Comment From: jorisvandenbossche

But if the object is array, Series or Index, why do we want to ravel? Because all those are already 1D? (or the array can be 2D?)

Comment From: TomAugspurger

I think just checking if y.ndim > 1: yrav = y.ravel() is the way to go. Not so elegant, but it avoids the discussion of what "ravel" means for EA-backed Series, and inconsistencies between ndarray and ea-backed series.

Comment From: jorisvandenbossche

Anyway, mainly what I am trying to ask about: in this specific case that motivated the proposal, there might be a very easy way to also avoid duplicated code, without needing ravel ? We can simply check the dimension for example?

Comment From: jorisvandenbossche

Well, so exactly what @TomAugspurger said :-)

Comment From: jbrockmendel

But if the object is array, Series or Index, why do we want to ravel? Because all those are already 1D? (or the array can be 2D?)

The array can be 2D.

I think just checking if y.ndim > 1: yrav = y.ravel() is the way to go.

This is fine. The extant code also works fine.

but it avoids the discussion of what "ravel" means for EA-backed Series

That is pretty much what the Issue is about. We can certainly stick a pin in this, but long-term the method's behavior should match the standard usage of the term "ravel"

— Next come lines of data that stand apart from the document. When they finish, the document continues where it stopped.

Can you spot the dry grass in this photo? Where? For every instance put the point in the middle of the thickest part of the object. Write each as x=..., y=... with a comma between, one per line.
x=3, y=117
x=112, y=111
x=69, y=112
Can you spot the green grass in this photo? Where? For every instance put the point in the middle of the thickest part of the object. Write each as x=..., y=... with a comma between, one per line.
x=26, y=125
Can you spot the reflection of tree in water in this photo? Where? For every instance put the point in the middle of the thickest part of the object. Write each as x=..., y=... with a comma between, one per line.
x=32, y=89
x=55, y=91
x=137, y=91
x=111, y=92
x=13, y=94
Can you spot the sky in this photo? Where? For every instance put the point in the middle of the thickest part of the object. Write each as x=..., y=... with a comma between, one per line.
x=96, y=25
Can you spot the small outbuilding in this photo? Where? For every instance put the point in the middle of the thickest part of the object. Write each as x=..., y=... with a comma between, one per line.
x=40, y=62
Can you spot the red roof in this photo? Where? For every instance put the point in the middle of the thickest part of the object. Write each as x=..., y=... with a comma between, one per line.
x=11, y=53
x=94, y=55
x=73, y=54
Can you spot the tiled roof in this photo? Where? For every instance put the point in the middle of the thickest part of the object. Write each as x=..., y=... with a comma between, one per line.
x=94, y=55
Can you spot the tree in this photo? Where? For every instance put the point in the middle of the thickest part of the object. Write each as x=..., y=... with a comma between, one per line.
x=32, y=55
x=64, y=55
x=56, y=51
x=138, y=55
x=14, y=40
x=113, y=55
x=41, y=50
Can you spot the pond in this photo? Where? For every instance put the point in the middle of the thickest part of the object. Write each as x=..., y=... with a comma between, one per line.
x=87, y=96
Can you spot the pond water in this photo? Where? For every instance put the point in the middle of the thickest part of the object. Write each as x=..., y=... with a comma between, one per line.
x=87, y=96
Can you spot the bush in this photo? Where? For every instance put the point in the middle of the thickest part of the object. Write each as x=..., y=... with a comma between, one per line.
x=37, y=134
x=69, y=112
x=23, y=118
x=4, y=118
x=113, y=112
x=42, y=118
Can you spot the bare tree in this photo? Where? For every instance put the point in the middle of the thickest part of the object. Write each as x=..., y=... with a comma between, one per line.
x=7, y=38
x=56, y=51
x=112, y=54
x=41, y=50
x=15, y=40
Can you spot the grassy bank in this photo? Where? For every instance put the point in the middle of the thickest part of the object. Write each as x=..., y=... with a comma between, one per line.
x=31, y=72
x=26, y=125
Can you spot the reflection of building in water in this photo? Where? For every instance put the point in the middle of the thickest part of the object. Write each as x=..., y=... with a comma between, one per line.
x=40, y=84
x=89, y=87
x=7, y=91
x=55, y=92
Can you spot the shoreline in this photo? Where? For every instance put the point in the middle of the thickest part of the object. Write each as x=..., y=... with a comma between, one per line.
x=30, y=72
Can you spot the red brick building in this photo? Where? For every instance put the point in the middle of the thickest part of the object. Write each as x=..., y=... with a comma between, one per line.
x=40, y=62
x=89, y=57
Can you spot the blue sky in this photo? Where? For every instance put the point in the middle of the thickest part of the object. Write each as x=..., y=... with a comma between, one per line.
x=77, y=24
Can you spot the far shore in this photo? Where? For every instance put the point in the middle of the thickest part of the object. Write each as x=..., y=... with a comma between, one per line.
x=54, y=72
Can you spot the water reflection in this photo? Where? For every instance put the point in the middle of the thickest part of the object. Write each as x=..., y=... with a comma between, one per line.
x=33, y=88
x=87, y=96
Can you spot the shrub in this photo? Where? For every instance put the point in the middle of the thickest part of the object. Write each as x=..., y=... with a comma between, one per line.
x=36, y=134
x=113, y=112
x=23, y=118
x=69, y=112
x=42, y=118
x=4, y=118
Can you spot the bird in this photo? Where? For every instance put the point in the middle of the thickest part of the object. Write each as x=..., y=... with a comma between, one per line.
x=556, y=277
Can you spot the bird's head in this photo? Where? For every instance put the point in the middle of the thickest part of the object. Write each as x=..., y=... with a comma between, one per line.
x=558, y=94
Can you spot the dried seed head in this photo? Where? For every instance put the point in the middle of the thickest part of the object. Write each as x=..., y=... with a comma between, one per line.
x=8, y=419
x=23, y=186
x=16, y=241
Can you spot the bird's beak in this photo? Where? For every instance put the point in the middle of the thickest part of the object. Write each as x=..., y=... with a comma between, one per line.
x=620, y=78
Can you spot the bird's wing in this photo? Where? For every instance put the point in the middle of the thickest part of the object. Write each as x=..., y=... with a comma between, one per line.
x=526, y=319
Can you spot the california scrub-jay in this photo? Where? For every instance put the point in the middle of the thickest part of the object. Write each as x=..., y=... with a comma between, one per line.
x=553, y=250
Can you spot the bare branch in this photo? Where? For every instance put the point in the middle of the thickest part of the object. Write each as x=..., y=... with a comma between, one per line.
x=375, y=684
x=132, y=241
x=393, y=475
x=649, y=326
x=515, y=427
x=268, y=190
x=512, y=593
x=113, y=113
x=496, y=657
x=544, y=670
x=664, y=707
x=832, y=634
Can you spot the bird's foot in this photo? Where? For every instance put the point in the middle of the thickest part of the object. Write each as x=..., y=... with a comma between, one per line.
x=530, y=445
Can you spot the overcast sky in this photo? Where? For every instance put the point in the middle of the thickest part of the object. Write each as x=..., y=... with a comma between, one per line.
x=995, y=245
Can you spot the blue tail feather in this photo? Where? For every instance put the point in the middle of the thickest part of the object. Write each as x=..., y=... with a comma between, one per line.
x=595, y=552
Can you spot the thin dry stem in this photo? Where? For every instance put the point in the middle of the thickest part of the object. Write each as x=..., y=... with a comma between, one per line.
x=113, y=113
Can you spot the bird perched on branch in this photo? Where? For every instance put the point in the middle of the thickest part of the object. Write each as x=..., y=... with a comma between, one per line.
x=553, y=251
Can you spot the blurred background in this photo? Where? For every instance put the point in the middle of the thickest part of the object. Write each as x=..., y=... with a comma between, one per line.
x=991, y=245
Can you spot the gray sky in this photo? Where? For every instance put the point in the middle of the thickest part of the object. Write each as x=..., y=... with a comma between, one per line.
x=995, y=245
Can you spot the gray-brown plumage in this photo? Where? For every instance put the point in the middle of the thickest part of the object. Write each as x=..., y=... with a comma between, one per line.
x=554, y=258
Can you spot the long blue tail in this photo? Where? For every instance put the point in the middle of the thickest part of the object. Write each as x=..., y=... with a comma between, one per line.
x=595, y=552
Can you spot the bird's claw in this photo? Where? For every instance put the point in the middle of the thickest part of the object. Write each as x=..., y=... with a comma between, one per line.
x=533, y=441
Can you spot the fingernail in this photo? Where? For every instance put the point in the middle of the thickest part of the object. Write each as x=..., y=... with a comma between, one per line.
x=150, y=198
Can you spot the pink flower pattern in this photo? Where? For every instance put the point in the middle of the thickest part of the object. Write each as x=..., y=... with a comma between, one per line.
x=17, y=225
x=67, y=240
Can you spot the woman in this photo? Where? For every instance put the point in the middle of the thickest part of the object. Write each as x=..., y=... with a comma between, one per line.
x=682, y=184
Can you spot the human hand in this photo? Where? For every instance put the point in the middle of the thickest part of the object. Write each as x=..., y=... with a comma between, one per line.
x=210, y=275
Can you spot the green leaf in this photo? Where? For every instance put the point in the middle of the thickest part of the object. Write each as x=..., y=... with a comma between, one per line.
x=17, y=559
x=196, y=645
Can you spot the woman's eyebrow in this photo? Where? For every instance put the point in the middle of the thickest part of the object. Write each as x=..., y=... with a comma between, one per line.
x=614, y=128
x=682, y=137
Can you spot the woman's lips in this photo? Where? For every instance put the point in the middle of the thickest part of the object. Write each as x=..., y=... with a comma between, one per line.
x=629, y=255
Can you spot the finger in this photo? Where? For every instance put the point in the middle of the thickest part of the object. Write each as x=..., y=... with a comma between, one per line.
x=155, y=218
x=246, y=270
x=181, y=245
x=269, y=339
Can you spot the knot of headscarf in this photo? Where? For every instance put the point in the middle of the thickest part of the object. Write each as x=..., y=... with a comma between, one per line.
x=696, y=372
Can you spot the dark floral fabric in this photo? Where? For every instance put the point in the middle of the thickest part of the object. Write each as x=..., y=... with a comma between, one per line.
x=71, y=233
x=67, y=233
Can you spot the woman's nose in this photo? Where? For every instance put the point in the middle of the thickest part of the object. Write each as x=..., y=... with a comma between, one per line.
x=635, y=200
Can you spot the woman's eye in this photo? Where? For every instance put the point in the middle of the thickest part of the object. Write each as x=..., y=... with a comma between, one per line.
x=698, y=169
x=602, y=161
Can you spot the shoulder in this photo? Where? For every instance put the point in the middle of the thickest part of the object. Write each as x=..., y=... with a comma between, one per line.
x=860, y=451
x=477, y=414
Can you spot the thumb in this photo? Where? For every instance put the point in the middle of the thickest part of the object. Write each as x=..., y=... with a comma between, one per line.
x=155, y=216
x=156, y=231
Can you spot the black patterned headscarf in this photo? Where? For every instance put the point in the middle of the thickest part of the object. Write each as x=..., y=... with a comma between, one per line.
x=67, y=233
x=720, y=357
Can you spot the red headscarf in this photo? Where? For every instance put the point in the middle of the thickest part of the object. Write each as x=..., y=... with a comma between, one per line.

Comment From: TomAugspurger

Yeah, we'll certainly need to resolve this, but I think it depends a bit on the result of #19954, if you have any thoughts there.

On Fri, Oct 26, 2018 at 9:37 AM jbrockmendel notifications@github.com wrote:

But if the object is array, Series or Index, why do we want to ravel? Because all those are already 1D? (or the array can be 2D?)

The array can be 2D.

I think just checking if y.ndim > 1: yrav = y.ravel() is the way to go.

This is fine. The extant code also works fine.

but it avoids the discussion of what "ravel" means for EA-backed Series

That is pretty much what the Issue is about. We can certainly stick a pin in this, but long-term the method's behavior should match the standard usage of the term "ravel"

— You are receiving this because you were mentioned. Reply to this email directly, view it on GitHub https://github.com/pandas-dev/pandas/issues/19956#issuecomment-433429878, or mute the thread https://github.com/notifications/unsubscribe-auth/ABQHIkZ77ozJxSuwAAPXD2QtdZz1jQHeks5uox4ngaJpZM4SY1EH .

Comment From: jbrockmendel

This deprecation was done in 1.2; closing.

Comment From: jorisvandenbossche

But did we ever follow-up on the discussion in https://github.com/pandas-dev/pandas/pull/36900? The deprecation warning still says that in the future it will return a view on self. Which still creates an inconsistency with Series.

Comment From: jbrockmendel

I see the appeal of being consistent with Series, but dont like the idea of materializing RangeIndex/MultiIndex.